Faussement présentés par la bible The Metal Archives comme un énième combo Metalcore, les HARMS évolueraient plutôt dans un créneau de Hardcore légèrement Post sur les bords, mais méchamment sombre au milieu. Déjà auteurs d’une première démo il y a quelques années, les finlandais ont donc mis leur créativité à contribution, pour pondre neuf morceaux aussi cohérents que différents.
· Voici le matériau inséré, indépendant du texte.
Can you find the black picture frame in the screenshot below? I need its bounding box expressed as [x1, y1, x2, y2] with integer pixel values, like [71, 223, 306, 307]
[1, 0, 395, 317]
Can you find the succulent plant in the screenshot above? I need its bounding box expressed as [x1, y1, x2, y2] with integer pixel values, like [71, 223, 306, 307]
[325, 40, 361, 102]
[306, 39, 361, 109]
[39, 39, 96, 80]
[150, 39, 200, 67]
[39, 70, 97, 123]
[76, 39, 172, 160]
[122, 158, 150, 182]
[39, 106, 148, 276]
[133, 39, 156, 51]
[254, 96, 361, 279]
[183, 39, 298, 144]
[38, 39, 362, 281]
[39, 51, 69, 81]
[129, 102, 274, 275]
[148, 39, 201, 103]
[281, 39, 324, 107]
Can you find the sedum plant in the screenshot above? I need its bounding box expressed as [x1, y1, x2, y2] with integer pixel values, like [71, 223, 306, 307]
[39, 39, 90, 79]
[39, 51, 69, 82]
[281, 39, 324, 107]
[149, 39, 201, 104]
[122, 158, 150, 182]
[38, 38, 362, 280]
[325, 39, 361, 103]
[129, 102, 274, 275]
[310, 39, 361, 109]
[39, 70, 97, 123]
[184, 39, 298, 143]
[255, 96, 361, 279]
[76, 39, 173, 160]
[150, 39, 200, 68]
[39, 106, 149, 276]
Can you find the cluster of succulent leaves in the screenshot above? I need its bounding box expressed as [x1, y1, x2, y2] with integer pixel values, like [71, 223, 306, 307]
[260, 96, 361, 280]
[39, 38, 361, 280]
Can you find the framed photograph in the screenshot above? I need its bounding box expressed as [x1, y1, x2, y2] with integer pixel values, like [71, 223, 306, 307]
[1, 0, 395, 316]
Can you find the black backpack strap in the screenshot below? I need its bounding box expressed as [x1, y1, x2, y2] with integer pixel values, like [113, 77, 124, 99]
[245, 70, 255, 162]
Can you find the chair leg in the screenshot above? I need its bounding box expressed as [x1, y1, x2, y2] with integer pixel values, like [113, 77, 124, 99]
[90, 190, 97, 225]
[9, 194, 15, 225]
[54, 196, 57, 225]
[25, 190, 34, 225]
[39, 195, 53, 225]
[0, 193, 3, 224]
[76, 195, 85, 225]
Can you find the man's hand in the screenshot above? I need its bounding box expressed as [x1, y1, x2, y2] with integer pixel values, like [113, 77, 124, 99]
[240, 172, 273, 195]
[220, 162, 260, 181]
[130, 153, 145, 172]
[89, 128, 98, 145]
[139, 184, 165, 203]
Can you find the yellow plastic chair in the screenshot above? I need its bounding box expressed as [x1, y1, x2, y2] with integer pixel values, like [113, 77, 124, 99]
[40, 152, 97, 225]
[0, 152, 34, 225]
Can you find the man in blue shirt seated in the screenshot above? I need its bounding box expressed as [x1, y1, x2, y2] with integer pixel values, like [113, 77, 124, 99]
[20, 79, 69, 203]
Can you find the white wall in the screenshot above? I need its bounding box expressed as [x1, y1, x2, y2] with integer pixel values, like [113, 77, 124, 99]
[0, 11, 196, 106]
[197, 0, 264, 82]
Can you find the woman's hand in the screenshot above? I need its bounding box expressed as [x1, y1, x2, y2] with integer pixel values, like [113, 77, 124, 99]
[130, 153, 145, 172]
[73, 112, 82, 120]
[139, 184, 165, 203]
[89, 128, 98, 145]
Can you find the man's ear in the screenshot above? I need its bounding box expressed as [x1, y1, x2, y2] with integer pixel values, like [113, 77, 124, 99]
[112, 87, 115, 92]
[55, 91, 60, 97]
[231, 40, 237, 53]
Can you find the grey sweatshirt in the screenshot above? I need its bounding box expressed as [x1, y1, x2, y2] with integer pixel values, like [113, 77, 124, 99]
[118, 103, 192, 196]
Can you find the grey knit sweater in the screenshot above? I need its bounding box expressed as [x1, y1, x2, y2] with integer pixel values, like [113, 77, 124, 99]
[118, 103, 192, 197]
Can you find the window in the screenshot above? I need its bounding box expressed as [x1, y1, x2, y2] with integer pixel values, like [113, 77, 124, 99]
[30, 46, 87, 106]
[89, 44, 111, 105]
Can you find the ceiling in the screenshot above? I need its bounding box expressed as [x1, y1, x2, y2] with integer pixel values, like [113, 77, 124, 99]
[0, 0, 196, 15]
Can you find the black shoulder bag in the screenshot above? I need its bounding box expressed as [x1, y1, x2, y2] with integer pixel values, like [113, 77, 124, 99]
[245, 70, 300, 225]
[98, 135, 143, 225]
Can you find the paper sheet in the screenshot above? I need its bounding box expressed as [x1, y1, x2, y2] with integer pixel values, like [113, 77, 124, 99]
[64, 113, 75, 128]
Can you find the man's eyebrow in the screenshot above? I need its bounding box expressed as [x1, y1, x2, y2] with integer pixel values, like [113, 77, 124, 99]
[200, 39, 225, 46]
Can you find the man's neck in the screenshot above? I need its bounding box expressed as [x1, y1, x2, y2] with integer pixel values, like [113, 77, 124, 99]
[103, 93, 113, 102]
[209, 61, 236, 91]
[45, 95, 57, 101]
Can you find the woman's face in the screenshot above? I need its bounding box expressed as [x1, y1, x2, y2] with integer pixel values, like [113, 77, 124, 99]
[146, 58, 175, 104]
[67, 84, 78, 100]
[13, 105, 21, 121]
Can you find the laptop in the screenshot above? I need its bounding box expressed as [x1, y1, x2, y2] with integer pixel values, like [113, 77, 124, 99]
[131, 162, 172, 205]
Usant d’une trame classique d’opposition lourdeur/chaos, HARMS ne se distingue pas vraiment de la masse occupant son créneau par son originalité, mais plutôt par son énergie et sa volonté de créer des textures émotionnelles tangibles.
On se sent parfois proche d’un univers commun aux TENGIL et à NEUROSIS, le chant étant souvent proche d’une version juvénile de Scott Kelly, et la lourdeur de certains plans n’étant pas sans évoquer la fureur larvée des américains. Mais les nombreuses mélodies, les transitions coulées appartiennent décidément à la scène Post la plus éthique, ce qui nous donne un Blackened Post-Hardcore fameux en oreilles, et drivé par une colère incroyablement compressée.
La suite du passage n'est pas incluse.